Charol Shakeshaft, the nation’s leading expert on the sexual abuse of minors in the public schools, estimates that the rate of abuse among public school employees is 100 times greater than found in the Catholic Church. So common is the practice of moving miscreant teachers around that it’s called “passing the trash.” In many cities they have what are called  “rubber rooms,” places where accused child-molesting teachers are allowed to do paperwork, or nothing at all, and draw a full salary. Tenure protections, written into state constitutions, insulate them from being treated with the kind of disciplinary actions that typically await those charged with abuse in private schools.

Moreover, most states insulate public employees from revisions in the statute of limitations unless the proposed amended bill explicitly states otherwise. It all goes back to what is called “crown immunity,” a provision found in English common law, and later adopted by the states, that limits liability of public agencies.

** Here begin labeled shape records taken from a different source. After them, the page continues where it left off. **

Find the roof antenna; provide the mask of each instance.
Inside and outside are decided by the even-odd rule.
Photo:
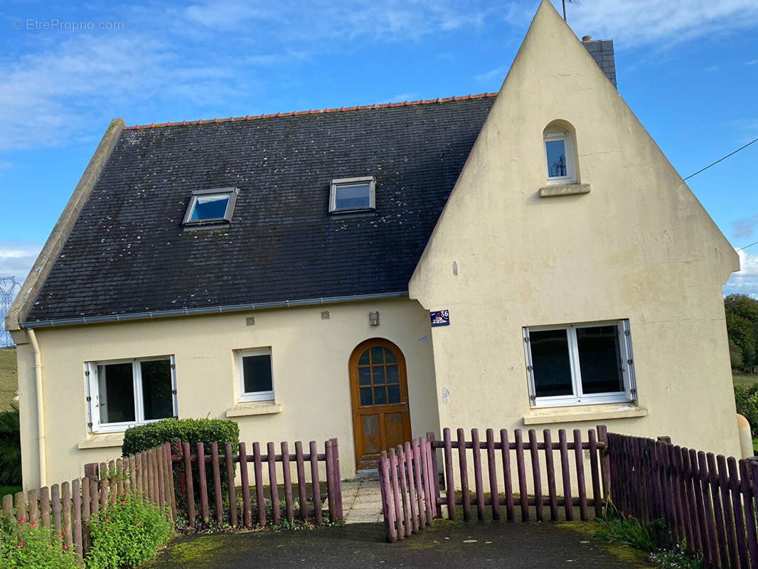
[[[563,21],[565,22],[566,21],[566,0],[562,0],[562,2],[563,2]],[[581,4],[579,0],[568,0],[568,2],[569,4],[575,4],[578,6]]]

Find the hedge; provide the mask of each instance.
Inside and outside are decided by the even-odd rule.
[[[161,419],[127,429],[121,454],[129,456],[177,439],[193,449],[199,442],[206,447],[216,442],[220,449],[230,442],[234,448],[240,442],[240,426],[230,419]]]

In other words, if Pennsylvania lawmakers were to follow the editorial advice of this newspaper, only private school employees would be effected. To make things fair, the law would have to state that the new bill applies equally to public and private employees.

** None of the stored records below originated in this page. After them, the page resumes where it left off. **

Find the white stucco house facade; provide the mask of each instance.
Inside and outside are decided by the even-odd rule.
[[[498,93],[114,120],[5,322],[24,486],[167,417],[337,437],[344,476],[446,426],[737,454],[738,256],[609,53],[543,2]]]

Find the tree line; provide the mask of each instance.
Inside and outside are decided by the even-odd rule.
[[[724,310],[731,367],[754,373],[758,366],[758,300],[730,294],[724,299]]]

Guess what has happened when an equal playing field has been proposed? In Colorado and New York, the public school establishment, which sat comfortably on the sidelines when only private (read: Catholic) schools were targeted, suddenly came thundering down in opposition to any such revisions. Were they wrong? No. Statutes of limitations were written for a very good civil libertarian purpose: witnesses die and memories fade, making it hard to establish due process rights for the accused when old cases are resurrected.

So here’s the deal. The archdiocese should cooperate in publishing the names of accused priests if all other private and public institutions agree to do likewise. If it’s important for the public to know if a priest has been accused of sexual misconduct, then we should know the names of all public school teachers, psychologists, lawyers, reporters, social workers, et al. who have had allegations made against them. Perhaps the Philadelphia Inquirer should lead the way by publishing all such suspected persons in its employ on its website. Wouldn’t that be a tribute to inclusivity?

Additionally, lawmakers should amend the statute of limitations to blanket public employees as well as private ones. Then we can really find out who has a serious problem with the sexual abuse of minors these days.

For the archdiocese to comply absent an equal playing field would only feed the selective interest in justice.